In perfectly secret schemes like the one-time pad, the probability of success does not improve with greater computational power. However, in modern cryptographic schemes, we generally do not try to achieve perfect secrecy(yes governments may use the one time pad, but this is generally not practical for the average user). In fact, given unbounded computational power, all of our non-perfectly-secret schemes are insecure(also note that for public-key cryptography, perfect secrecy is unachievable using classic cryptography so all schemes are insecure against unbounded computational power). Instead, we define security against a specific set of adversaries whose computational power is bounded. Generally, we assume an adversary that is bounded to run in time polynomial to $n$, where $n$ is the security parameter given to the key generation algorithm(more precisely, the key generation algorithm is given input $1^n$ so that $n$ will be its input size and its output--the key--will be polynomial in the size of its input.)

So consider a scheme $\Pi$ where the only attack against it is brute force attack. We consider $\Pi$ to be secure if it cannot be broken by a brute force attack in polynomial time.

The idea of negligible probability encompasses this exact notion. In $\Pi$, let's say that we have a polynomial-bounded adversary. Brute force attack is not an option. But instead of brute force, the adversary can guess (a polynomial number of) random values and hope to chance upon the right one. In this case, we define security using negligible functions: The probability of success has to be smaller than the reciprocal of any polynomial function.

And this makes a lot of sense: If the success probability for an individual guess is a reciprocal of a polynomial function, then the adversary can try a polynomial amount of guesses and succeed with high probability. In sum then, if the overall success rate is $1/poly(n)$ then we consider this a feasible attack and the scheme is insecure.

So, we require that the success probability must be less than the reciprocal of every polynomial function. This way, even if the adversary tries poly(n) guesses, it will not be significant since it will only have tried:

$$\mathit{poly}(n)/\mathit{superpoly}(n)$$

As $n$ grows, the denominator grows far faster than the numerator and the success probability will not be significant.

Edited to add Here is an informal argument that may make this clearer: To see that the notions of superpolynomial brute force attack and negligible probability guessing are equivalent, consider a scheme with $K$ possible keys.

Brute force attack on the key set runs in $K$ time. Moreover, the probability of choosing a key at random and it being the correct key is $1/K$. Now, if $K$ is polynomial in $n$, (the security parameter), then this scheme can be brute forced in time $K = \mathit{poly}(n)$. Moreover a random guess succeeds with probability $1/K= 1/\mathit{poly}(n)=\text{non-negligible}$ and the scheme is by both definitions insecure.

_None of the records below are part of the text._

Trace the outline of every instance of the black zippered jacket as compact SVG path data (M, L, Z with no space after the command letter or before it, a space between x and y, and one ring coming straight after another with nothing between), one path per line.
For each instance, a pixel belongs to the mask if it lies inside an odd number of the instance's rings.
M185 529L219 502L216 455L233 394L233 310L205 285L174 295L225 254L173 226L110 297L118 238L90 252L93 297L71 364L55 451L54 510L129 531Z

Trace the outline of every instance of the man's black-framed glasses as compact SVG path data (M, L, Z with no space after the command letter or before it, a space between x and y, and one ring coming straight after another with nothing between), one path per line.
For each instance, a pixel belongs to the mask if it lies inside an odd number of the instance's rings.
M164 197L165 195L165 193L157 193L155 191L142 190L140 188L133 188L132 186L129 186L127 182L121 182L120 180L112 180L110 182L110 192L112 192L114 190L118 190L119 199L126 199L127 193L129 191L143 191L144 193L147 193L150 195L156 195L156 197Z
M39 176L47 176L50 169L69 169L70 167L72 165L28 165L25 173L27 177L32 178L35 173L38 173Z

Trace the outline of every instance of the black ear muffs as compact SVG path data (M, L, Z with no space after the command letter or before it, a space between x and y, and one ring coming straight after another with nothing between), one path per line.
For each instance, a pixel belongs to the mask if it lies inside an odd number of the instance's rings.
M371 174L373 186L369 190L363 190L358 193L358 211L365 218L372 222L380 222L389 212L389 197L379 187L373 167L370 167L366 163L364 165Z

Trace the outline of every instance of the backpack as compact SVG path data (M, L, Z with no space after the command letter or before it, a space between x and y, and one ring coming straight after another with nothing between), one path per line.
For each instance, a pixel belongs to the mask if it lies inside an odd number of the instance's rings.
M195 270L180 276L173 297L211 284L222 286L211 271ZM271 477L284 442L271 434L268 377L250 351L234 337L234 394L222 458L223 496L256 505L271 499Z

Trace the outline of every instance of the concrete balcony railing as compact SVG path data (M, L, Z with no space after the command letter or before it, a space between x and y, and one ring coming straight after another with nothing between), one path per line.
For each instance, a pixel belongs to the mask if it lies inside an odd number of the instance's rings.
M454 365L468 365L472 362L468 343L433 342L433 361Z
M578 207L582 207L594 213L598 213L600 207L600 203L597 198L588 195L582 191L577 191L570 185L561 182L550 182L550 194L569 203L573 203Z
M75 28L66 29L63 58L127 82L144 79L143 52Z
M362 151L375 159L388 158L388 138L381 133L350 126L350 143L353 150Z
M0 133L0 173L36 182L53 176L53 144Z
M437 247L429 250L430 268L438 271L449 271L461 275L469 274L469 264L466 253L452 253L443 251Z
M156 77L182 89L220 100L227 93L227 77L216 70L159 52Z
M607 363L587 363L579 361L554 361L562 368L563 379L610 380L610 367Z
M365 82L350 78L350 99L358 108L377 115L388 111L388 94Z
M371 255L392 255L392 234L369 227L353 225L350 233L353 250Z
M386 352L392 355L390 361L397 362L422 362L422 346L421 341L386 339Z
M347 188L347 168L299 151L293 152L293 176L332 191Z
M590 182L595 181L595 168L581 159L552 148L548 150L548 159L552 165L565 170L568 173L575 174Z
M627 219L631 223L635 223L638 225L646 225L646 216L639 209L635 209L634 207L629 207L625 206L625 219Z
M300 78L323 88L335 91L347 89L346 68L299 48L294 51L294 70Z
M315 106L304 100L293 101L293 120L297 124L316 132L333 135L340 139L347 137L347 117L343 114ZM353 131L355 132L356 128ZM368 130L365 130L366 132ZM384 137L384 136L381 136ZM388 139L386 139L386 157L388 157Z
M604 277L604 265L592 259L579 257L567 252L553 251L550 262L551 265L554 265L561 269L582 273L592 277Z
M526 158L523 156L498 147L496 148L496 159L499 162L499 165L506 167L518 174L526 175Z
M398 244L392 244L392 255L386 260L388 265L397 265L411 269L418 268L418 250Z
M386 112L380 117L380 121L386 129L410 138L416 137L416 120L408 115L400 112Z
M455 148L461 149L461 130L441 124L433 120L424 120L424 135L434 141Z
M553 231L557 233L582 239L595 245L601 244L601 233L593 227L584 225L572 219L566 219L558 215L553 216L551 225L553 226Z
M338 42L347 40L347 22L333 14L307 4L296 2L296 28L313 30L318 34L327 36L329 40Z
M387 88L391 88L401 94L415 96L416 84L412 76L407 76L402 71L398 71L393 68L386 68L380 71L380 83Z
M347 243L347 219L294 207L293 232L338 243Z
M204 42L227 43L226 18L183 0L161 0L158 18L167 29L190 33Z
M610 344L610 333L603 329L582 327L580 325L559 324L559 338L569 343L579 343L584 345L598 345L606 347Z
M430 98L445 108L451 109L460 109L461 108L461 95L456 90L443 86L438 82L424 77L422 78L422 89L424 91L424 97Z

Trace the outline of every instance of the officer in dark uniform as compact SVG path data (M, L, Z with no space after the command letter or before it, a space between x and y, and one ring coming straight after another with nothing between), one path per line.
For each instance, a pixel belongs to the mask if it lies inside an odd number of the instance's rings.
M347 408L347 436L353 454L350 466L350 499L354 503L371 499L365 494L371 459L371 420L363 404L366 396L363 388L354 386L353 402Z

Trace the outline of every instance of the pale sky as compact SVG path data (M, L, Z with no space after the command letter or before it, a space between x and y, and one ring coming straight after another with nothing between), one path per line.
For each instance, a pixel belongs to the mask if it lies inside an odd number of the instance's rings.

To secure the scheme then, we want to make brute force run in superpolynomial time. In other words,$K$ must be superpolynomial in $n$. Well then, the probability of guessing correctly on a single guess is $$1/K=1/\mathit{superpoly}(n)$$ and this is by definition negligible probability.

Although informal, I think this last part motivates the use of negligible functions in security proofs.

Answer 2

While this is a very good explanation, I would like to add that you will see negligible functions also in other proofs. One example are peusdorandom strings. If an attacker looks at a string, he should only be able to decide if this string is pseudo-random or "real" random" with probability (distribution) $$½ + \mathit{negl}(n)$$

He can always toss a coin (that gives him probability ½) but maybe he can extract some piece of information that "improves" his guess.